Saturday, October 10, 2009

AP: Women more likely to be expelled under 'don't ask'


SAN FRANCISCO — Women are far more likely than men to be kicked out of the military under the "don't ask, don't tell" policy against gays in uniform, according to government figures released Thursday that critics said reflect deep-seated sexism in the armed forces.
Women accounted for 15 percent of all active-duty and reserve members of the military but more than one-third of the 619 people discharged last year because of their sexual orientation.
The disparity was particularly striking in the Air Force, where women represented 20 percent of all personnel but 61 percent of those expelled. That is a significant jump from the previous year and marks the first time women in any branch of the military constituted a majority of those dismissed under "don't ask, don't tell," researchers said.

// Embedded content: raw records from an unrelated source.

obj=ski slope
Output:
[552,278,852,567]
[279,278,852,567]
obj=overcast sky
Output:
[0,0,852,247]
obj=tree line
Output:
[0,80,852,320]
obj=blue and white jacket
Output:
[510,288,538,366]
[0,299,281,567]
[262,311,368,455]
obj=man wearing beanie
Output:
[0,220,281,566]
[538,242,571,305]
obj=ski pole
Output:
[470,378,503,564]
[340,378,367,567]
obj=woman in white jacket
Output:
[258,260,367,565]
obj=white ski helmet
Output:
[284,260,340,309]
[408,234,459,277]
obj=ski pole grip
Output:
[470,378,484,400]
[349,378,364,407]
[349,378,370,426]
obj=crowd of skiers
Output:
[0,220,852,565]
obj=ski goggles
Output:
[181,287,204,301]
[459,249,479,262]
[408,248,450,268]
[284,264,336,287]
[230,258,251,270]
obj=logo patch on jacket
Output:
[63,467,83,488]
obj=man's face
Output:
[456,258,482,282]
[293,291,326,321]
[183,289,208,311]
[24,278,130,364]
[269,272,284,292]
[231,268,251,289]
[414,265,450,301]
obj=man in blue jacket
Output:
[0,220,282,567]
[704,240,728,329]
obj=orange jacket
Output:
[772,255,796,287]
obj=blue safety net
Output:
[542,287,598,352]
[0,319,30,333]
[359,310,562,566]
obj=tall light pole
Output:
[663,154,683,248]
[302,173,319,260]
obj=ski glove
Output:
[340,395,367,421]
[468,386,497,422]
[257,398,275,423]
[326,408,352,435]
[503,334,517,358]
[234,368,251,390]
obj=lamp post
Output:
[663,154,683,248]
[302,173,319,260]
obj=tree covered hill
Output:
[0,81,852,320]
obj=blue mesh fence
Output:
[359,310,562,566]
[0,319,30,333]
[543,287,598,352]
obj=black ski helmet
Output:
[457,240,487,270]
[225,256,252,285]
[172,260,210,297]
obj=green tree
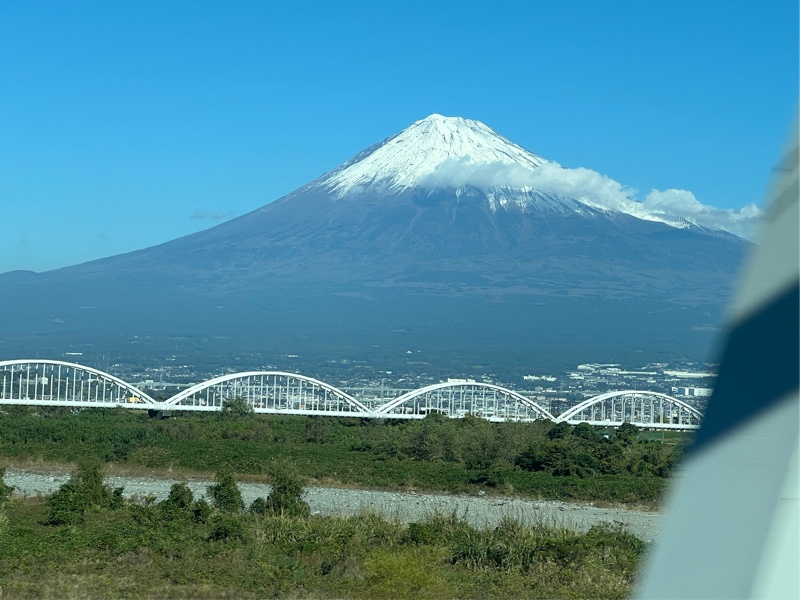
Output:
[47,460,124,525]
[572,423,596,442]
[547,421,572,440]
[0,467,14,504]
[264,463,310,517]
[158,481,194,519]
[614,421,639,446]
[208,471,244,512]
[220,396,255,419]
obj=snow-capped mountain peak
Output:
[316,114,547,196]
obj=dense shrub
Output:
[208,471,244,512]
[264,463,310,517]
[158,482,194,519]
[47,461,124,525]
[0,467,14,504]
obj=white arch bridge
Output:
[0,359,702,429]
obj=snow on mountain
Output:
[317,114,546,197]
[311,114,760,237]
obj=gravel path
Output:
[5,469,661,541]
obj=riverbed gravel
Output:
[5,469,662,541]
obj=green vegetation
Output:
[0,464,645,598]
[0,402,686,504]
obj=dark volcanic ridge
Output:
[0,115,749,360]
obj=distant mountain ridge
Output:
[0,115,749,370]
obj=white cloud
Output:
[420,160,763,239]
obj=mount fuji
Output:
[0,115,749,369]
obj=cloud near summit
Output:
[421,159,763,240]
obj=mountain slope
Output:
[0,115,748,368]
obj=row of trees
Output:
[39,461,309,525]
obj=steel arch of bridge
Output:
[375,381,555,421]
[164,371,372,417]
[556,390,703,429]
[0,358,158,408]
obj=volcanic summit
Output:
[0,115,748,360]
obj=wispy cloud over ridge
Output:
[423,159,763,240]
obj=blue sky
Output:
[0,0,798,272]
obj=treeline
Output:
[0,404,682,503]
[0,461,646,598]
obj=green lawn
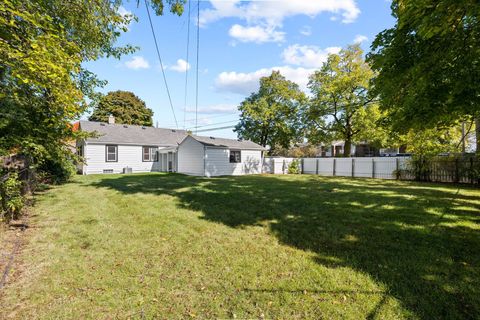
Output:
[0,174,480,319]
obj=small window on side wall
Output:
[230,150,242,163]
[142,147,158,162]
[105,145,118,162]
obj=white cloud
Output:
[215,66,316,95]
[117,6,134,31]
[185,104,238,114]
[228,24,285,43]
[117,6,133,17]
[169,59,190,72]
[199,0,360,43]
[353,34,368,43]
[125,56,150,70]
[282,44,342,68]
[299,26,312,37]
[200,0,360,26]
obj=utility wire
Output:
[197,126,235,133]
[144,0,178,129]
[195,0,200,133]
[187,120,238,129]
[183,1,192,129]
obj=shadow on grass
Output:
[90,174,480,319]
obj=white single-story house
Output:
[76,117,264,176]
[178,135,265,177]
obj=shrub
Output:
[38,157,76,184]
[0,172,25,221]
[288,159,300,174]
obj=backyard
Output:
[0,173,480,319]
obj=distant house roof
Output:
[187,135,266,150]
[80,121,187,146]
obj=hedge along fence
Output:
[263,156,480,184]
[0,155,36,222]
[302,157,408,179]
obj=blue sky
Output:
[86,0,394,138]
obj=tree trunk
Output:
[475,116,480,155]
[343,137,352,158]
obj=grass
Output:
[0,174,480,319]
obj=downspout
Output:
[203,145,207,177]
[82,140,87,175]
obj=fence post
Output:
[455,158,460,183]
[351,158,355,178]
[372,158,375,178]
[395,157,400,180]
[469,156,478,184]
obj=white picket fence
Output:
[263,157,409,179]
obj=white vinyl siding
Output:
[83,144,164,174]
[177,137,205,176]
[205,147,262,177]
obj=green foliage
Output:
[288,159,301,174]
[89,90,153,126]
[0,0,184,184]
[368,0,480,135]
[38,157,77,184]
[235,71,306,154]
[304,45,387,157]
[397,123,462,156]
[0,172,25,221]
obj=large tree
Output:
[0,0,183,175]
[235,71,306,154]
[304,45,385,157]
[368,0,480,151]
[89,90,153,126]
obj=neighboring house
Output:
[178,136,265,177]
[76,117,263,176]
[318,141,379,157]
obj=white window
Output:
[230,150,242,163]
[142,147,158,162]
[105,145,118,162]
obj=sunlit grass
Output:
[0,174,480,319]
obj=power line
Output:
[162,113,238,129]
[183,1,192,129]
[196,126,235,133]
[187,120,238,129]
[195,0,200,133]
[144,0,178,129]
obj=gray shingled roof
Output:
[191,135,265,150]
[80,121,187,146]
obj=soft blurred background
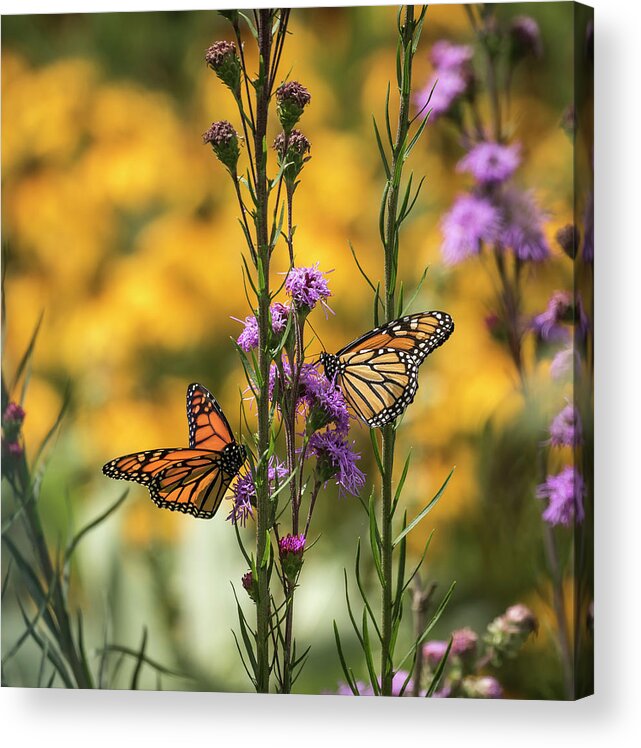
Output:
[2,3,573,698]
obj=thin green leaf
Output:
[372,114,390,180]
[401,262,430,317]
[392,467,456,548]
[425,637,453,698]
[333,621,359,696]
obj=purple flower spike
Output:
[227,459,287,527]
[441,195,500,265]
[232,302,289,353]
[285,263,332,312]
[532,291,572,343]
[500,188,550,262]
[536,467,585,527]
[300,364,349,434]
[456,143,521,185]
[309,430,365,496]
[550,405,581,447]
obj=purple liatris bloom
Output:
[232,302,289,353]
[227,459,287,527]
[309,429,365,496]
[441,195,501,265]
[423,639,447,670]
[532,291,572,343]
[300,364,349,434]
[285,263,331,312]
[536,466,585,527]
[499,188,550,262]
[278,533,305,582]
[456,142,521,184]
[550,405,581,447]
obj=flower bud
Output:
[274,130,311,189]
[483,604,538,666]
[203,120,240,176]
[205,41,240,97]
[556,223,580,260]
[278,533,305,582]
[241,571,258,603]
[276,81,312,133]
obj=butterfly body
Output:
[102,384,247,519]
[320,311,454,428]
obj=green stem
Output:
[381,5,414,696]
[254,9,272,693]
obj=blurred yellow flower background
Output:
[2,5,572,691]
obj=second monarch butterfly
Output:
[102,384,247,519]
[320,311,454,428]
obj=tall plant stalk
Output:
[381,5,422,696]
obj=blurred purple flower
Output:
[499,187,550,262]
[285,262,331,311]
[300,364,349,434]
[550,345,576,379]
[532,291,572,343]
[309,429,365,496]
[227,458,287,527]
[232,302,289,353]
[451,627,479,657]
[550,405,581,447]
[536,466,585,527]
[430,39,474,70]
[456,142,521,185]
[461,675,503,699]
[441,195,500,265]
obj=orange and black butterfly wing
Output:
[187,384,235,452]
[336,311,454,428]
[102,449,234,519]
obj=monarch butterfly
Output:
[320,311,454,428]
[102,384,247,519]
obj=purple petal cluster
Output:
[499,187,550,262]
[300,364,349,434]
[227,458,287,527]
[233,302,289,353]
[456,142,521,185]
[285,263,331,311]
[550,404,581,447]
[441,195,501,265]
[309,429,365,496]
[536,466,585,527]
[532,291,572,343]
[550,345,576,379]
[423,639,447,669]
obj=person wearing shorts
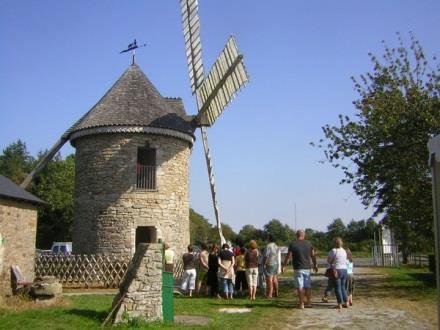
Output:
[244,240,259,300]
[181,245,196,297]
[264,235,280,299]
[283,229,318,309]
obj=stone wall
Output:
[112,244,163,323]
[0,198,37,296]
[73,133,190,254]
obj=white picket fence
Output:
[35,254,183,288]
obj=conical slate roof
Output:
[69,64,195,140]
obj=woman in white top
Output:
[327,237,348,309]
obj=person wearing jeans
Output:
[327,237,348,309]
[218,243,235,299]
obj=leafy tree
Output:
[319,35,440,250]
[327,218,347,240]
[30,153,75,249]
[0,139,35,184]
[217,223,237,242]
[237,225,265,245]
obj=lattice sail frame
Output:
[197,37,249,126]
[180,0,204,94]
[180,0,248,244]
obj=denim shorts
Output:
[293,269,312,289]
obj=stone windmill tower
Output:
[21,0,249,254]
[69,62,195,254]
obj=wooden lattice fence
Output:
[35,254,132,288]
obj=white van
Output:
[50,242,72,254]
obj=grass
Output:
[0,266,436,330]
[382,265,437,301]
[0,285,296,330]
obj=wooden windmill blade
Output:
[180,0,226,244]
[180,0,204,94]
[197,37,249,126]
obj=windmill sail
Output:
[197,37,249,126]
[180,0,226,244]
[180,0,204,94]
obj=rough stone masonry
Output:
[112,243,163,323]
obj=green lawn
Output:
[0,266,436,330]
[382,265,437,301]
[0,278,296,330]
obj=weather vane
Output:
[119,39,147,64]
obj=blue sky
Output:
[0,0,440,230]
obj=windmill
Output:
[180,0,249,244]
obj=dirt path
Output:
[284,267,438,330]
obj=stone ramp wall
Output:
[112,244,163,323]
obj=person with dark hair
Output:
[327,237,348,309]
[163,242,174,273]
[244,240,259,300]
[206,244,220,298]
[264,235,280,299]
[196,243,209,295]
[181,245,197,297]
[235,247,248,296]
[283,229,318,309]
[218,243,235,299]
[345,248,354,306]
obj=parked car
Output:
[50,242,72,254]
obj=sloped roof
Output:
[0,175,46,204]
[68,64,195,137]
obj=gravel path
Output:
[284,267,438,330]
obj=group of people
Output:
[174,230,354,309]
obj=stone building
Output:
[69,64,195,254]
[0,175,44,296]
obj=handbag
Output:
[324,267,339,279]
[324,268,333,277]
[324,251,339,280]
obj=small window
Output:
[136,148,156,190]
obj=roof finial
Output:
[120,39,147,65]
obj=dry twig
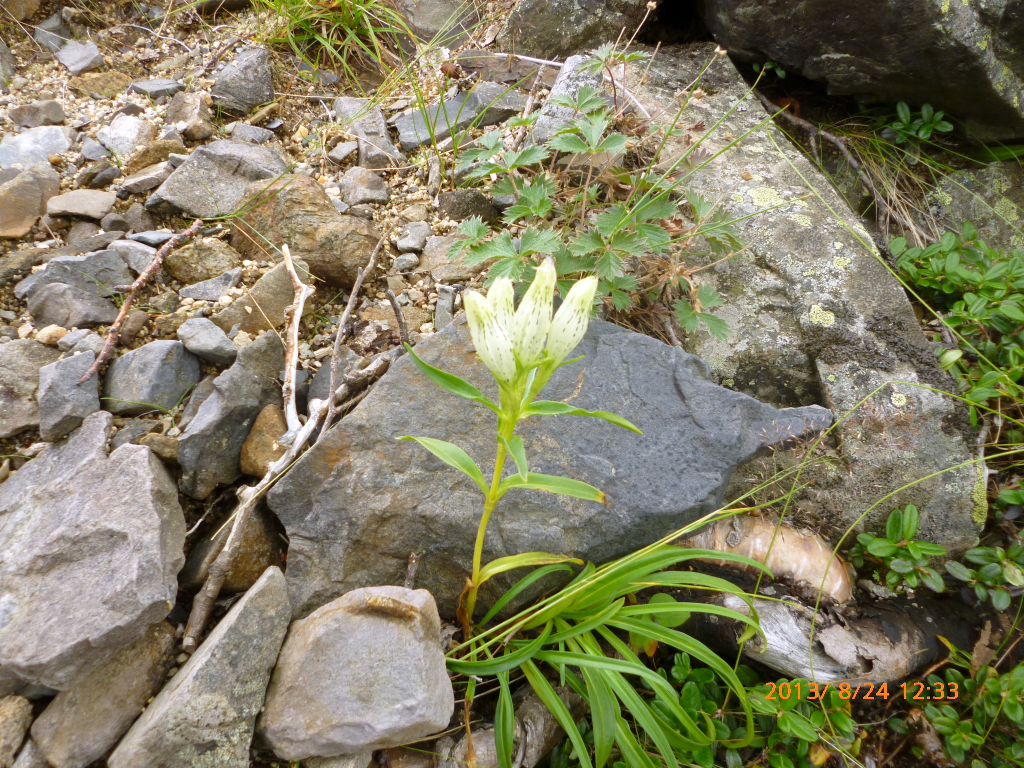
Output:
[78,219,203,386]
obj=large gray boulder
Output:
[259,587,455,761]
[700,0,1024,139]
[108,567,290,768]
[0,415,185,690]
[178,331,285,499]
[145,140,286,218]
[627,43,986,553]
[0,339,60,438]
[268,315,831,616]
[32,622,177,768]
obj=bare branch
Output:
[78,219,203,386]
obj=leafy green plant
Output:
[946,541,1024,610]
[890,222,1024,422]
[880,101,953,144]
[850,504,946,592]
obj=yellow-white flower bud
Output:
[548,276,597,362]
[512,258,555,366]
[487,278,515,338]
[463,291,516,384]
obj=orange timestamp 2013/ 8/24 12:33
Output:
[765,680,959,701]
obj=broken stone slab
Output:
[32,622,176,768]
[258,587,455,761]
[108,567,291,768]
[0,415,185,690]
[0,125,75,168]
[395,83,526,152]
[0,163,60,238]
[178,266,243,301]
[210,48,273,115]
[0,339,60,438]
[102,339,200,416]
[56,40,103,76]
[38,352,99,442]
[530,55,601,144]
[224,175,381,288]
[268,315,831,616]
[178,331,285,499]
[334,96,406,170]
[178,317,239,368]
[46,189,118,221]
[29,283,118,328]
[128,78,185,98]
[145,139,287,218]
[627,43,985,554]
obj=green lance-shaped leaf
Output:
[406,344,502,416]
[398,435,489,495]
[519,400,643,434]
[498,472,605,504]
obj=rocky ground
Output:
[0,0,1024,768]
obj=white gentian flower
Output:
[463,291,516,384]
[487,278,515,338]
[512,258,555,366]
[548,276,597,362]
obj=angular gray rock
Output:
[32,622,176,768]
[38,352,99,442]
[164,92,217,141]
[704,0,1024,140]
[627,43,986,554]
[128,78,185,98]
[498,0,646,58]
[178,266,243,301]
[0,339,60,438]
[46,189,118,221]
[0,125,73,168]
[7,98,65,128]
[531,55,601,144]
[258,587,455,761]
[268,315,831,616]
[96,114,154,163]
[394,83,526,152]
[29,283,118,329]
[103,340,200,416]
[108,567,291,768]
[334,96,406,169]
[178,317,239,366]
[210,48,273,115]
[338,166,391,206]
[56,40,103,77]
[178,331,285,499]
[0,415,185,690]
[145,139,286,218]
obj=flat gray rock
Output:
[38,352,99,442]
[56,40,103,76]
[103,340,200,416]
[178,266,242,301]
[0,339,60,438]
[0,125,73,168]
[145,139,286,218]
[0,415,185,690]
[178,317,239,366]
[46,189,118,221]
[268,315,831,616]
[108,565,291,768]
[32,622,177,768]
[334,96,406,169]
[259,587,455,761]
[210,48,273,115]
[178,331,284,499]
[128,78,185,98]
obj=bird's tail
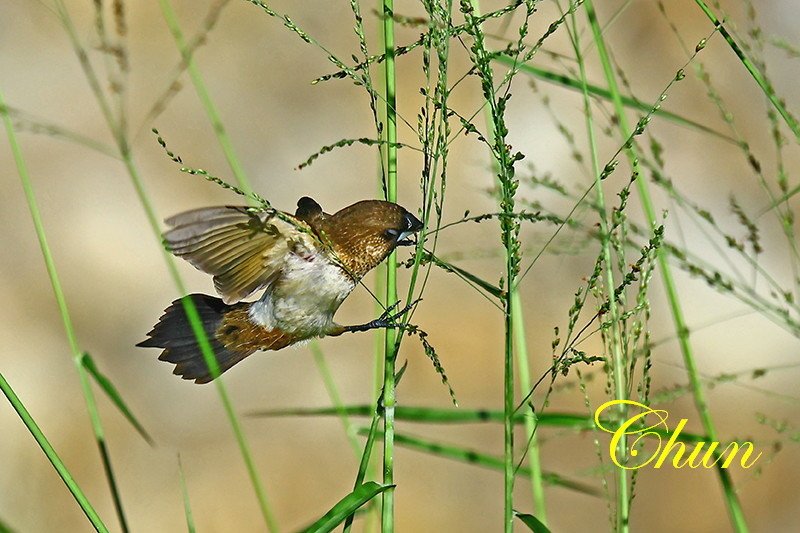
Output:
[136,294,258,383]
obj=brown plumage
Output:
[137,197,422,383]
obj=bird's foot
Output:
[345,299,420,332]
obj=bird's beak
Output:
[397,213,422,246]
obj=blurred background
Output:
[0,0,800,532]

Nathaniel Frank, a researcher at the Palm Center, a University of California, Santa Barbara, center specializing in gays and the military, said one partial explanation is that homosexuality is more common among women in the service than among their male comrades.
But Frank and some women who served in the military said the gap could also be a result of "lesbian-baiting" rumors and investigations that arise when women rebuff sexual overtures from male colleagues or do not meet traditional notions of feminine beauty.
"Often times the lesbians under my command were under scrutiny by the same men who were also sexually harassing straight women, so it was this kind of sexist undercurrent of 'You don't belong here,'" said Anuradha Bhagwati, a former Marine who founded the Service Women's Action Network, an advocacy group.